As part of the Quality Payment Program (QPP), MSSP ACOs will face new reporting obligations starting in 2025. Post the 2024 performance year, The Centers for Medicare and Medicaid Services (CMS) plans to transition entirely to digital quality measurement, requiring the reporting of eCQMs for all patients, payers, and health practices. The APM Performance Pathway (APP) is the fresh CMS reporting method for MIPS Alternative Payment Models (APMs) and ACOs, serving as a replacement for the CMS Web Interface.

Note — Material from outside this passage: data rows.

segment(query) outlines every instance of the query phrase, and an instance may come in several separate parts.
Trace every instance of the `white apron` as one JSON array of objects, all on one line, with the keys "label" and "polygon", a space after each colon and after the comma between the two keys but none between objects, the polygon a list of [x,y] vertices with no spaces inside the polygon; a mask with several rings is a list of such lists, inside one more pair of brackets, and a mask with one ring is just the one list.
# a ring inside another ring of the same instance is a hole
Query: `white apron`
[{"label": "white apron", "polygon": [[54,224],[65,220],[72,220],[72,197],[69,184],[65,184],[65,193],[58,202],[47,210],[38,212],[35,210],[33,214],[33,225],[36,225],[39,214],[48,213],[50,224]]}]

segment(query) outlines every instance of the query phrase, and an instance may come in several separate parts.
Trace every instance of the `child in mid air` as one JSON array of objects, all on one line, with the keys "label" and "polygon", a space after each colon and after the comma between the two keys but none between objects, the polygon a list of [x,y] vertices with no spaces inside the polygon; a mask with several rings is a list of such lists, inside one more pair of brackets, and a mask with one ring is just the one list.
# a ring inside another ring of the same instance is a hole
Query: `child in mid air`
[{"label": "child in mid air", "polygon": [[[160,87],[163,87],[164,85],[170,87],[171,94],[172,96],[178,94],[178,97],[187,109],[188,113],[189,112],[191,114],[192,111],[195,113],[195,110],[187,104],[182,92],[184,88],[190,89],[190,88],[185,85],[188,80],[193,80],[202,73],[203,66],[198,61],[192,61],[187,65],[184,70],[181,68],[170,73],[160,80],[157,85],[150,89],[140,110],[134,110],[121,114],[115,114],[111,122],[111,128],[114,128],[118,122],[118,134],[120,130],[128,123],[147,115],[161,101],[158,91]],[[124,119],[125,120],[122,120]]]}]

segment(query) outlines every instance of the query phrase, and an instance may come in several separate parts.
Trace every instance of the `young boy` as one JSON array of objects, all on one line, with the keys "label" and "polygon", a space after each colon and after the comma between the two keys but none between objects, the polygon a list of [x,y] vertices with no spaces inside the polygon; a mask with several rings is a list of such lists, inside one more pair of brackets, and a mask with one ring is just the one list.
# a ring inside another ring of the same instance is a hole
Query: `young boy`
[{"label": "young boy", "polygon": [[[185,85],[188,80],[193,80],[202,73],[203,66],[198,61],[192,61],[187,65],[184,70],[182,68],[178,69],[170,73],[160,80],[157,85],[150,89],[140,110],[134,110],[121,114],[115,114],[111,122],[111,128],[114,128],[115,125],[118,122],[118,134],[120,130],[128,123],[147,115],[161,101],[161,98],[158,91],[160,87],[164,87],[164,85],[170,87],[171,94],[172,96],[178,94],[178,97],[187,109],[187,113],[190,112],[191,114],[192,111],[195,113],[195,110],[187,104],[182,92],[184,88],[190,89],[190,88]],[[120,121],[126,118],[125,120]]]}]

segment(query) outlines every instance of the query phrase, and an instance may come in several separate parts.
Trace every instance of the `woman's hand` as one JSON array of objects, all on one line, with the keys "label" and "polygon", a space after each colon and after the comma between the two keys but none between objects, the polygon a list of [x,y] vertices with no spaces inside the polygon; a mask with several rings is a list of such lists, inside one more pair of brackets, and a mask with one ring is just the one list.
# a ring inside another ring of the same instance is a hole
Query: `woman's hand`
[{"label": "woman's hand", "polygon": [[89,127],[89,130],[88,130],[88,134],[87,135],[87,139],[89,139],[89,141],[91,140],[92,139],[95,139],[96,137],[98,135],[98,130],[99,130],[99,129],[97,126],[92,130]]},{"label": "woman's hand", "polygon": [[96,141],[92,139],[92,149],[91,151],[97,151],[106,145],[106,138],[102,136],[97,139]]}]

Despite the expectation of a more streamlined reporting system, this shift poses challenges, particularly for ACOs that are not ready for the conclusion of the Web Interface era. In this article, we’ll talk about what these changes mean for ACOs, including the new APP quality measures and some practical strategies to help ACOs report successfully.
A Closer Look at the Current ACO Quality Reporting
ACOs traditionally reported 10 Quality measures using the CMS Web Interface. However, after the 2024 performance year, CMS will retire the Web Interface. ACOs will then need to report the 3 APP eCQMs/MIPS CQMs, which focus on diabetes, depression screening, and hypertension.
CMS has allowed a more extended transition period to provide ACOs with ample time to get ready for these modifications. ACOs can opt to continue reporting the 10 quality measures through the Web Interface until the end of performance year 2024. However, from 2025 onward, ACOs will be mandated to report all three eCQMs/MIPS CQMs.
What is The New APM Performance Pathway (APP)?
In the 2021 Final Rule for the Quality Payment Program (QPP), CMS introduced a new reporting process for MIPS Alternative Payment Models (APMs) and ACOs called the APM Performance Pathway (APP). The APP measure set will include the three self-reported Quality measures (eCQMs/MIPS CQMs), two measures calculated by CMS using administrative claims data and a patient experience measure.
The Quality measures included in the APP measure set focus on the management of chronic health conditions that have a high prevalence among Medicare beneficiaries and also the general population. CMS will require that the measures be reported for at least 70% of eligible patients regardless of payer type (both Medicare and non-Medicare patients) to assess the overall quality of care furnished by the ACO.
Description of the New Quality Measures
A description of each of the Clinical Quality Measures (CQMs) can be found below:
- Quality ID #1 (NQF 0059): Diabetes: Hemoglobin A1c (HbA1c) Poor Control (>9%)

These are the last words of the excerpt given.